Language barrier was also a leading social issue in Daniel Pelka's SCR. He had poor language skills in the sense that he could not speak English fluently (Lock 2013). For this reason, professional involved in the case isolated him with the result that the case lacked a child focus about it. It is also important to note that the various professionals who visited this home of various occasions failed to identify that Daniel was being abused by his mother and his male friends. At school, Daniel was not engaged with the other children probably because he was always hungry. The fact that he was not proficient in English did not help matters as it affected his self-confidence.

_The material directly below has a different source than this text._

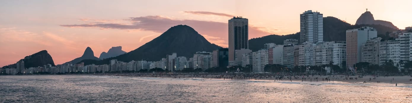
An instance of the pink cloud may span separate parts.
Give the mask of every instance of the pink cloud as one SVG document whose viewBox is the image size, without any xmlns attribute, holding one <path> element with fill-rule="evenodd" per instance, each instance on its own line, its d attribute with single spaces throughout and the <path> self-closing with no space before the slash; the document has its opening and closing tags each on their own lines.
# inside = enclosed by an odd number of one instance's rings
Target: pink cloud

Conclusions and Recommendations
The tragic case of Daniel underscores the importance of effective communication and follow-up when working in collaborative practice involving professionals from multiple agencies. In the case of Daniel, the police had good record of domestic violence and alcohol consumption which formed the basis of the problems faced by Daniel. Her mother was physically abusing him, had mental issues, was involved in a series of relationships, and frequently got drunk. Lack of sharing such crucial information between other professional such as social workers, health visitor, the GP, and school staff meant that no conclusive findings could be established. In addition, the professionals treated Daniel as “an invisible” despite the fact that they were investigating a case of which he was the primary victim. Although it was established that he could not communicate in English, no attempt was made to enlist the services of a translator. However, the publishing of this review has enabled us to see where issues in SCR arise. It has also made professions realise the importance of adapting a more holistic approach in handling multiple incidents of domestic abuse, especially where children are the victims. It is thus a wake up call for agencies to appreciate the importance of sharing information amongst themselves. It is also important that the Government and relevant professional bodies institute laws and policies that will see to it that social workers, police, NHS staff and teachers involved in such incidents are disciplined or sacked for falling for to deception and misleading by Daniel's mother and her boyfriend. Consequently, Daniel continued to be physically abused, tortured and denied food, and he slipped through the cracks. While it is difficult to entirely eliminate human error from child protection work since staffs are usually overworked and hence stressed, effective supervision and management can help to minimise such decisive errors as the one involving Daniel. This calls for strong leaderships in the various organisations as regards risk management.